We in the barter industry are impressed with the entrepreneurialism of our friends in Europe, and wish them the best with this bold new effort. As the barter industry matures and continues in its evolution, the development of several international barter currencies will strengthen and catapult the industry to a higher level.


Here And There. . .

  • Webmergers.com, a San Francisco-based company that's been tracking the internet economy, says the dot-com death toll doubled in 2001, with at least 537 Internet companies either going out of business or into bankruptcy court...this on top of the 225 dot-coms that perished during 2000. (It's estimated, however, that some 8,000 Internet companies remain in operation.)
  • Steven Bird, a general partner at Focus Ventures in Palo Alto (CA), expects more venture firms to shut down or stop investing this year as they run out of the big pools of capital raised in 2000 and find it hard to raise more money. Particularly hard hit will be new firms that managed to raise money in 1999 or 2000, but don't have a track record of performing in hard times.


    He also contends that the worst is far from over in terms of failures of venture-backed start-ups. Thousands of companies raised two to three years' worth of money in 1999 or 2000, and many have little hope of raising more. As the money runs out more startups will die, and Bird says it'll get worse in the future as the number of failures will continue to increase.

  • Clothing designer Mossino Giannulli, who took ownership of some vacant land as partial payment for a home he sold two years ago, has "cash converted" the Bel-Air (CA) property by selling it to movie actor Nicolas Cage.
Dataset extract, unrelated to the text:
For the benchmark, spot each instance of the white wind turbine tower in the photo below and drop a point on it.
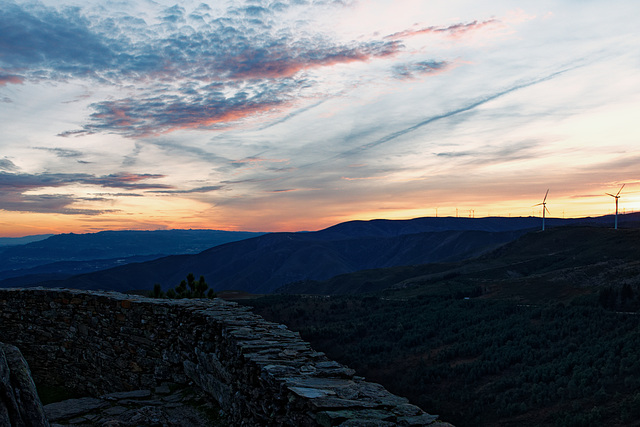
(544, 207)
(617, 196)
  • Jeffrey Sprecher, 46, founder of IntercontinentalExchange, a one year old electronic trading exchange based in Atlanta, is making a B-to-B exchange work...and his key to success is a barter deal.

    Sprecher traded equity stakes in his year-old operation to energy and trading firms if they pledged to trade commodities over his system. He now handles $2.5 billion in commodity-trading daily, with revenues of around $120 million annually.

  • Steve Jobs, CEO of Apple Computer, received a salary of $1 in fiscal 2001, the same as in the past few years. However, in Apple's recent filing with the SEC it was noted that Jobs had been granted a bonus of a Gulfstream V airplane valued at about $90 million.

  • Patterson-UTI Energy has moved 450,000 shares of common stock and 325,000 warrants for 17 land-based drilling rigs and 28 rig-moving trucks. (Patterson trades at around $24 a share.)

  • The terrorist attacks have severely depressed world-wide merger and acquisition volume, producing only about $1.65 trillion of M&A deals in 2001, less than half the $3.4 trillion during 2000. (Many M&A deals are done on a pooling of interest basis, where little or no cash is exchanged.)

  • The Dallas Cowboys football team settled an unsolicited fax suit for $1.73 million! The Cowboys had hired a company to do a blast fax broadcast, to sell football tickets. Under the Federal Communications Commission's Telephone Consumer Protection Act it is illegal to send commercial faxes to consumers and businesses without their permission.

  • Trade exchange owners looking for the proven way to motivate their client base and stimulate more trade activity among their clients can obtain a copy of the 15-year-old, proven, informational marketing tool--The Competitive Edge newsletter.

    The Competitive Edge is mailed to clients, prospects, etc. because BarterNews research, among the exchange owners, shows that only a third of the members of a trade exchange receive email. For more information E-mail bmeyer@barternews.com for a sample copy and details. (Be sure to include your complete mailing address in your e-mail...this is not an e-mail newsletter.)
     

  • Ernst & Young's Miami-based hospitality practice says that while less-expensive hotels are expected to recover most of their business by late this year, luxury hotels won't rebound until 2003.

    The consulting group predicts that national hotel occupancy for 2002 will be 59.9%, not precipitously lower than the expected 60.1% of 2001 (after all the numbers are in), but nonetheless the lowest rate seen in decades.